Madagascar: Madagascar: PPLAAF applauds the courage of former civil servant

(Dakar, le 14 juin 2021). Poursuivi par son ancien employeur pour diffamation et diffusion de fausses nouvelles, le lanceur d’alerte Ravo Ramasomanana doit être protégé par les autorités judiciaires malgaches, a déclaré la Plateforme de Protection des Lanceurs d’Alerte en Afrique (PPLAAF) aujourd’hui. L’organisation enjoint les autorités à mener une enquête pour que la lumière soit faite sur les agissements du Ministère de la santé publique.

« Les lanceurs d’alerte sont les promoteurs de l’État de droit et les défenseurs de l’intérêt public et des populations », a déclaré Fadel Barro de PPLAAF. « Ils doivent à ce titre être protégés et non poursuivis pour les faits qu’ils ont le courage de révéler ».

Ravo Ramasomanana est un ancien employé du Service des passations de marché du ministère de la Santé publique malgache. Il aurait été témoin d’irrégularités liées à l’attribution du marché public de construction du centre de transplantation rénale du CHU d’Andohatapenara lancé en 2019. Le mois dernier, il a décidé de révéler les faits dans une vidéo publiée sur YouTube et a déposé une plainte au Pôle anti-corruption de Madagascar.

Selon un rapport du réseau d’investigation MALINA soutenu par Transparency International Madagascar, un appel d’offres avait été lancé le 30 octobre 2019 pour les travaux de construction du centre. Une date limite pour la remise des offres avait été fixée au 11 novembre 2019 à 10h30. Mais aucun soumissionnaire ne s’est manifesté durant cet appel d’offres.

Le lanceur d’alerte dit pourtant avoir constaté l’apparition d’un procès verbal (PV) d’ouverture des plis de la Commission d’appel d’offres après la fin de la date limite. Ce PV, dont l’authenticité ne semble pas certaine, fait clairement apparaître l’Agence générale SARL comme seule candidate à avoir soumis sa candidature dans les délais. Le marché lui aurait alors été attribué pour 739 millions d’Ariary (près de 161 000 euros).

Il semblerait pourtant que cette société n’est pas spécialisée dans la construction de bâtiments, mais dans le nettoyage. Or l’article 20 de la Loi n° 2016-055 portant Code des Marchés Publics dispose clairement que : « Tout candidat à un marché public doit démontrer qu’il a la capacité juridique, technique et financière et l’expérience nécessaire pour exécuter les prestations, objet du marché ».

Comme de nombreux lanceurs d’alerte, Ramasomanana fait objet de représailles pour son courage et se retrouve aujourd’hui poursuivi pour diffamation et diffusion de fausses nouvelles par son employeur.

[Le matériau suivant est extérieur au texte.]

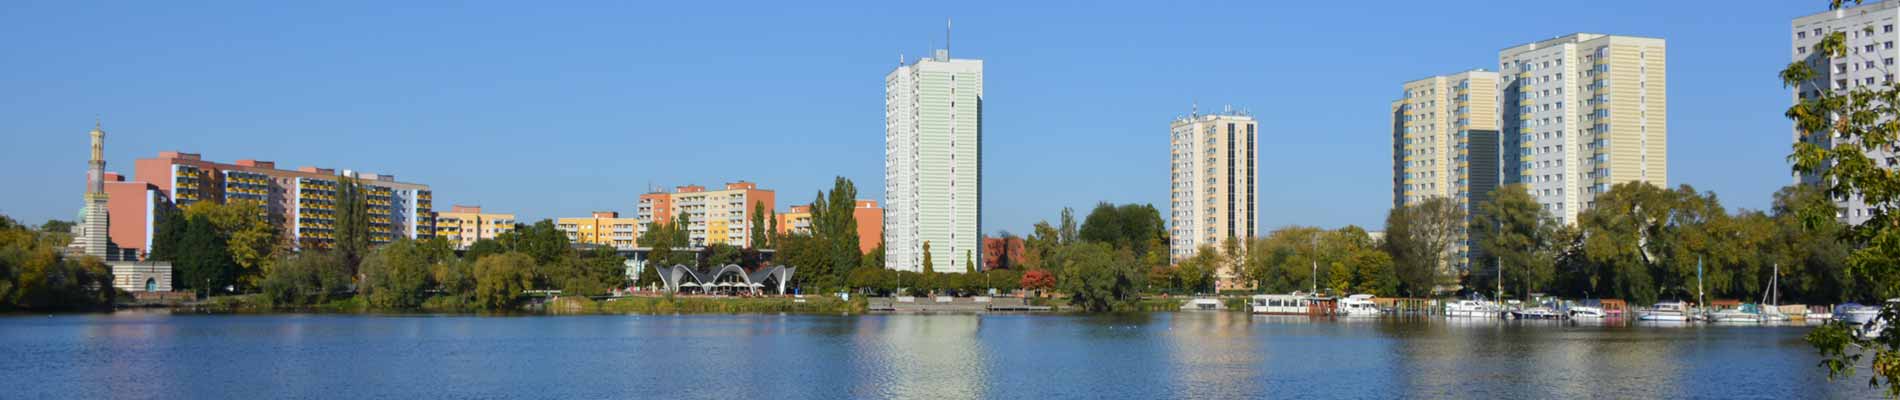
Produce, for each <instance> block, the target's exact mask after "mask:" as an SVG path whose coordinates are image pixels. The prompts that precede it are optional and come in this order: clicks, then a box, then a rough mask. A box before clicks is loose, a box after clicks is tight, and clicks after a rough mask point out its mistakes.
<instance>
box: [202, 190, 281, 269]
mask: <svg viewBox="0 0 1900 400" xmlns="http://www.w3.org/2000/svg"><path fill="white" fill-rule="evenodd" d="M182 212H184V216H186V218H192V216H203V218H205V220H209V222H211V227H213V231H215V233H217V237H222V239H224V248H226V252H228V256H230V260H232V262H234V264H237V284H241V286H257V282H258V279H262V275H264V273H262V264H264V260H270V256H272V254H276V252H279V250H283V235H281V233H279V229H277V226H276V224H272V220H270V210H268V209H264V205H262V203H258V201H249V199H232V201H226V203H217V201H198V203H192V205H186V207H184V209H182Z"/></svg>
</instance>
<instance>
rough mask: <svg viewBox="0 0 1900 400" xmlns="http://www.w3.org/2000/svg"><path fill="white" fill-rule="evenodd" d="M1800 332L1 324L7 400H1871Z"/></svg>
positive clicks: (1868, 395)
mask: <svg viewBox="0 0 1900 400" xmlns="http://www.w3.org/2000/svg"><path fill="white" fill-rule="evenodd" d="M1807 330H1809V328H1799V326H1642V324H1638V326H1577V324H1562V322H1505V320H1307V318H1303V317H1254V315H1241V313H1155V315H1121V317H1073V315H982V317H978V315H870V317H813V315H735V317H733V315H705V317H699V315H695V317H348V315H338V317H333V315H268V317H243V315H239V317H198V315H177V317H175V315H161V313H116V315H65V317H0V385H4V389H0V391H4V394H0V398H1870V396H1875V394H1877V392H1873V391H1870V389H1866V387H1864V379H1866V375H1858V379H1853V383H1828V381H1826V373H1824V372H1822V370H1818V368H1815V362H1816V356H1815V351H1813V349H1811V347H1807V345H1805V343H1803V341H1801V334H1805V332H1807Z"/></svg>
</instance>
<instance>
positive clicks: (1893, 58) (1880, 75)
mask: <svg viewBox="0 0 1900 400" xmlns="http://www.w3.org/2000/svg"><path fill="white" fill-rule="evenodd" d="M1896 17H1900V2H1873V4H1864V6H1854V8H1841V9H1834V11H1822V13H1813V15H1805V17H1797V19H1794V27H1792V28H1794V30H1792V32H1790V40H1792V42H1794V47H1792V49H1788V55H1790V59H1792V61H1796V63H1809V66H1813V70H1815V80H1809V82H1807V83H1801V85H1796V87H1790V99H1788V100H1790V102H1799V100H1805V99H1815V97H1820V95H1822V93H1824V91H1830V93H1845V91H1851V89H1856V87H1875V85H1889V83H1892V82H1894V57H1896V55H1900V51H1896V49H1894V42H1896V40H1900V32H1894V23H1896V21H1894V19H1896ZM1832 32H1843V34H1845V36H1847V42H1845V45H1847V57H1839V59H1835V57H1828V55H1824V53H1820V51H1818V49H1815V45H1816V44H1820V40H1822V38H1826V36H1828V34H1832ZM1794 140H1796V142H1799V140H1801V133H1799V131H1794ZM1813 140H1820V142H1818V144H1822V146H1834V140H1835V138H1834V135H1818V136H1815V138H1813ZM1868 157H1872V159H1875V161H1881V165H1883V167H1889V169H1892V167H1894V165H1896V159H1894V152H1887V150H1868ZM1794 182H1796V184H1822V182H1820V176H1818V174H1796V176H1794ZM1835 205H1837V207H1841V209H1839V210H1835V212H1837V218H1841V222H1847V224H1856V226H1858V224H1862V222H1868V218H1870V216H1873V214H1872V212H1873V210H1872V209H1870V207H1868V205H1866V203H1864V201H1862V199H1860V195H1858V193H1854V195H1849V197H1843V199H1835Z"/></svg>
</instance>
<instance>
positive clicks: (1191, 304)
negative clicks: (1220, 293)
mask: <svg viewBox="0 0 1900 400" xmlns="http://www.w3.org/2000/svg"><path fill="white" fill-rule="evenodd" d="M1222 309H1227V305H1226V303H1222V301H1220V300H1216V298H1195V300H1188V303H1182V311H1222Z"/></svg>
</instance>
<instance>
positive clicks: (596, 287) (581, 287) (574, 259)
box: [551, 246, 627, 296]
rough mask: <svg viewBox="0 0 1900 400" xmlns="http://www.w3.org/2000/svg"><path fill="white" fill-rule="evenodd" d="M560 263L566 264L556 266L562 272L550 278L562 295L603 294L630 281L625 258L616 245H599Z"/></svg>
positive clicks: (557, 270)
mask: <svg viewBox="0 0 1900 400" xmlns="http://www.w3.org/2000/svg"><path fill="white" fill-rule="evenodd" d="M561 264H564V267H561V269H557V271H559V275H557V277H553V279H551V282H553V284H555V288H561V294H568V296H602V294H608V292H612V290H614V288H619V286H623V284H625V282H627V275H625V258H621V256H619V254H618V252H614V248H604V246H600V248H595V250H591V252H581V254H580V256H574V258H568V260H562V262H561Z"/></svg>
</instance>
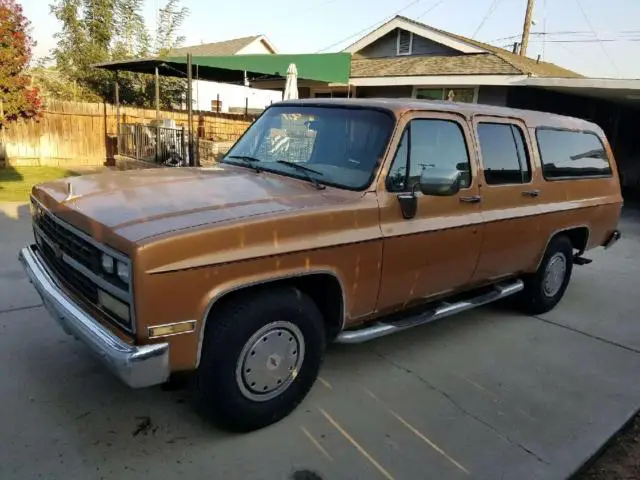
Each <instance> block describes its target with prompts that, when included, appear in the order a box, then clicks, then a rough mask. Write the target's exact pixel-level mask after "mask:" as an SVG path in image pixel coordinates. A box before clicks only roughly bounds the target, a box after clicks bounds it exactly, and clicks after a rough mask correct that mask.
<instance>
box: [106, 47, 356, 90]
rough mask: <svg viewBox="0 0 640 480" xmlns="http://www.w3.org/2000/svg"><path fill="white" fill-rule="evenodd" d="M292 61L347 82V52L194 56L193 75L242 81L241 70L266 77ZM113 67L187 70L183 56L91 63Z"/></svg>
mask: <svg viewBox="0 0 640 480" xmlns="http://www.w3.org/2000/svg"><path fill="white" fill-rule="evenodd" d="M291 63H295V65H296V68H297V70H298V78H300V79H304V80H312V81H318V82H325V83H342V84H347V83H349V74H350V73H351V54H350V53H311V54H283V55H280V54H274V55H269V54H266V55H232V56H220V57H216V56H194V57H192V65H193V69H192V75H193V77H194V79H196V78H197V79H200V80H209V81H212V82H223V83H241V82H242V81H243V80H244V72H245V71H246V72H247V76H248V77H249V80H251V79H257V78H265V77H266V78H269V77H286V75H287V68H288V67H289V64H291ZM94 66H95V67H96V68H102V69H106V70H112V71H116V70H119V71H128V72H137V73H148V74H153V73H154V72H155V69H156V67H157V68H158V71H159V73H160V75H163V76H171V77H183V76H186V74H187V58H186V57H166V58H142V59H133V60H119V61H115V62H109V63H102V64H98V65H94Z"/></svg>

Les lanceurs d’alerte révèlent des informations concernant des actes illégaux, illicites ou contraires à l’intérêt général dont ils ont été témoin, notamment dans le cadre de leur travail. Ils sont régulièrement menacés ou poursuivis par les personnes ou les organisations visées par leurs révélations.

Le problème de la corruption dans le secteur foncier à Madagascar n’est pas nouveau. Dans un rapport de 2017, Transparency International Madagascar l’avait déjà visé. Cette même année, la présidente de la Commission nationale des marchés, Rindra Rabarinirinarison, avait d’ailleurs affirmé que près de 53% des procédures d’attribution de marchés étaient non-conformes.

« Il est temps pour l’Etat malgache de prendre conscience de l’importance d’une véritable transparence vis-à-vis de sa population et du respect des intérêts de chacun », a déclaré Henri Thulliez, directeur de PPLAAF.


À propos :

La Plateforme de protection des lanceurs d’alerte en Afrique (PPLAAF) est une organisation non gouvernementale créée en mars 2017 par des avocats, activistes et journalistes d’investigation.

PPLAAF vise à défendre les lanceurs d’alerte, ainsi qu’à faire du plaidoyer et engager des litiges stratégiques en leur nom lorsque leurs révélations traitent de l’intérêt général des citoyens Africains.